Efeitos do impeachment

Vítor Sandes

24 de agosto de 2016 | 12h23

Quinta-feira, 25 de agosto, inicia-se o julgamento do processo de impeachment da presidente afastada Dilma Rousseff. A votação começará na terça-feira, 30 de agosto, e, se mais de dois terços dos Senadores votarem a favor da condenação, Michel Temer assume, em definitivo, a presidência da República. Independentemente do resultado, o processo de impeachment tem impactado fortemente as articulações no Legislativo e no atual momento eleitoral.

Na arena legislativa, a disputa entre os “prós” e os “contra” o governo Dilma levou a surgir dois grupos parlamentares: um minoritário, liderado pelos petistas, que congrega apoiadores da presidente afastada e que tenta, a todo custo, manter seu mandato; e outro majoritário que apoia a condenação da presidente e seu afastamento em definitivo, bem como a continuidade de Michel Temer. No meio disso, existem parlamentares que não se posicionam publicamente sobre a questão e que não se articulam como grupo, mas que agem estrategicamente, tendo em vista a composição da nova correlação de forças no Legislativo.

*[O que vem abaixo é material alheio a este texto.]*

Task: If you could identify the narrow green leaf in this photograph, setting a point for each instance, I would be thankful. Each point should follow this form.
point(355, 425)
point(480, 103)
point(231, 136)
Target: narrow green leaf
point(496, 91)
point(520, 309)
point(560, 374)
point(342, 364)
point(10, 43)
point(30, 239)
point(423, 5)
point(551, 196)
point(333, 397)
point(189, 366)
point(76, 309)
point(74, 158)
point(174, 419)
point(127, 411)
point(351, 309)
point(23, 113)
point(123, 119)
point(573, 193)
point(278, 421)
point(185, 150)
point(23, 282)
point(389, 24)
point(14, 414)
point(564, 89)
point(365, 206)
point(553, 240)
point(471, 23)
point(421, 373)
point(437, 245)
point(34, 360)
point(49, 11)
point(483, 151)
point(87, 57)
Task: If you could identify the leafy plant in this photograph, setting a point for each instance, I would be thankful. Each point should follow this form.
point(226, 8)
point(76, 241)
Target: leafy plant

A grande fragmentação partidária força o presidente a manter a mesma estratégia de distribuição de cargos a diversos partidos, na tentativa de garantir apoio legislativo e sustentabilidade do seu governo. Nesse processo, não somente o PMDB saiu fortalecido, mas o PSDB e o DEM (opositores durante o governo Dilma), além do PP, importante apoiador dos governos petistas que passou a desempenhar um relevante papel também junto ao novo governo.

Essa nova correlação de forças impacta as estratégias eleitorais. É possível observar mudanças no padrão de coligações e no lançamento de candidaturas para prefeito. Cito o caso das capitais, fundamentais para os grandes partidos, pois permitem, por meio da ocupação de cargos estratégicos, manter e ampliar sua influência na política nacional. Grandes exemplos são o PT, cada vez mais isolado, e o PMDB, com mais apoiadores e maior presença nas disputas para as prefeituras.

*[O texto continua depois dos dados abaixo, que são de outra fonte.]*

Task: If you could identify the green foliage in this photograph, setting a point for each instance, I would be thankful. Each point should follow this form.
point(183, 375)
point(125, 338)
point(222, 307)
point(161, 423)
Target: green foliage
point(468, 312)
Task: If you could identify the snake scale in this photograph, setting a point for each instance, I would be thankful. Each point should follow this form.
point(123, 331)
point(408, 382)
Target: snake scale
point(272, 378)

O primeiro, partido mais impactado pelo impeachment (e demais processos associados, como a Lava Jato), modificou sua estratégia para as eleições nas capitais. Neste ano, o partido lançará 19 candidatos a prefeito (dois a mais do que em 2012), mas, por outro lado, diminuiu as alianças com outros partidos. Em sete capitais, os petistas não terão apoio formal de outros partidos (em 2012, isso aconteceu em apenas três casos). Em nove, contará com o apoio de apenas um partido, na maioria dos casos, do PC do B (em 2012, aconteceu em apenas dois casos). Somente em quatro capitais (Goiânia, São Paulo, Recife e Rio Branco), o partido contará com o apoio de três outros partidos ou mais. Além de ter um número menor de apoiadores, o partido tem contado com o apoio de partidos com reduzida força política.

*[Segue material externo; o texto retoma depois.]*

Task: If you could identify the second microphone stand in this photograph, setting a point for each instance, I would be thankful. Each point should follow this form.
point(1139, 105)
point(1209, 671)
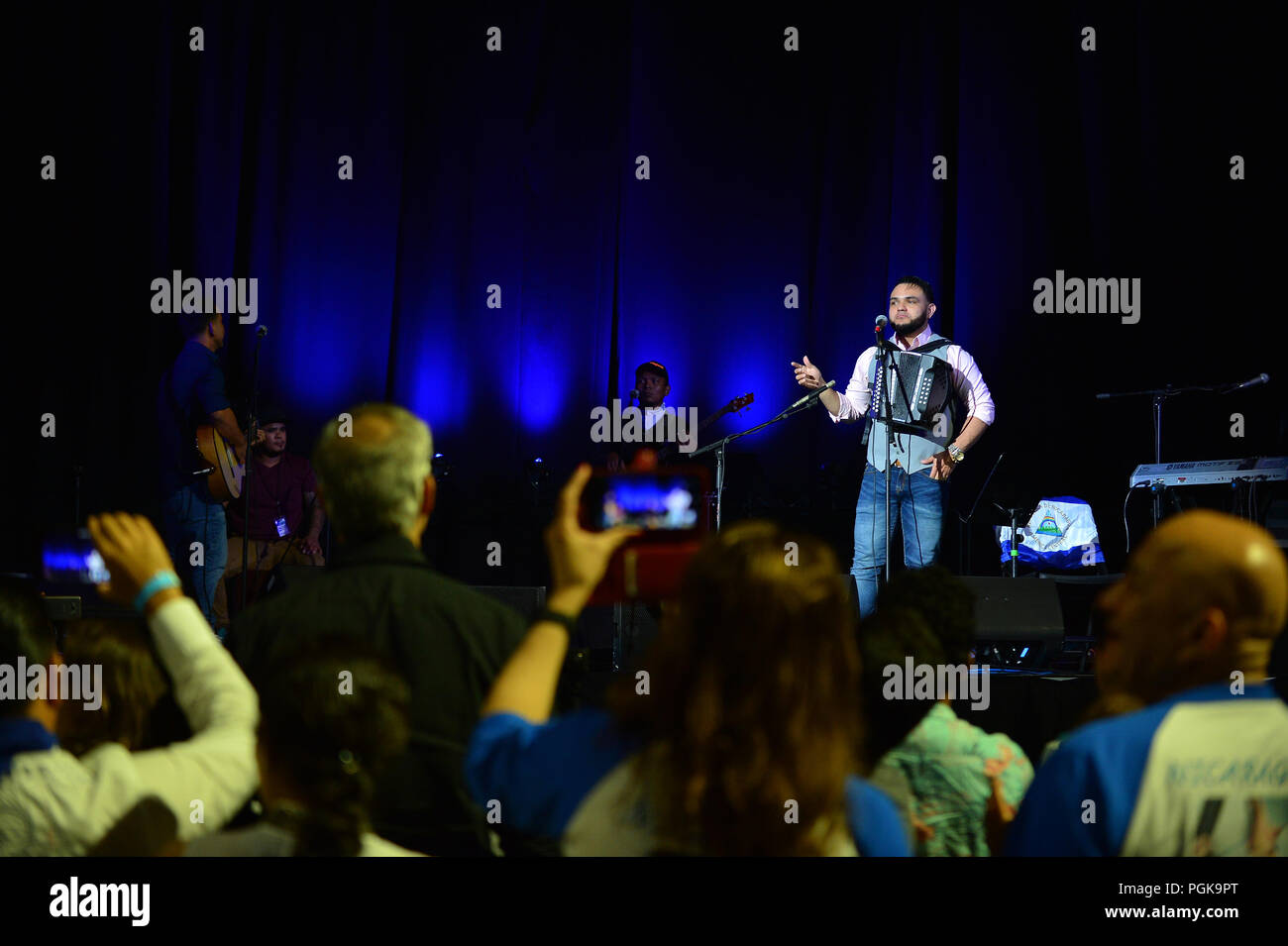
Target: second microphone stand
point(719, 447)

O PMDB, por outro lado, aumentou o número de candidaturas para as prefeituras das capitais, de 12, em 2012, para 16 nestas eleições municipais. O PMDB conta ainda com o apoio de amplas coligações. Em 12 delas, possui mais de três outros partidos apoiando suas candidaturas. Além de mais candidatos a prefeito nas capitais, o partido tem contado com o apoio de diversos partidos sob o aspecto ideológico. O partido que se focava em ocupar espaços em municípios com menor eleitorado aproveitou a conjuntura favorável para ampliar seu capital político nas capitais, o que evidencia a tentativa de se viabilizar nas eleições nacionais de 2018.

Dadas as movimentações dos partidos na atual conjuntura em que acontece o processo de impeachment, o PMDB conseguiu ampliar seu espaço na política, tanto na arena legislativa quanto eleitoral, embora o faça em um contexto muito fraturado. O PT, ainda que forte, aparece mais isolado.

Pelas lições dos últimos anos, entende-se que, em política, nenhum apoio é incondicional, é circunstancial. E as circunstâncias, sem dúvida, parecem ser favoráveis ao PMDB. 

Vítor Sandes é doutor em Ciência Política pela UNICAMP e professor adjunto da Universidade Federal do Piauí. Voluntário do Movimento Voto Consciente.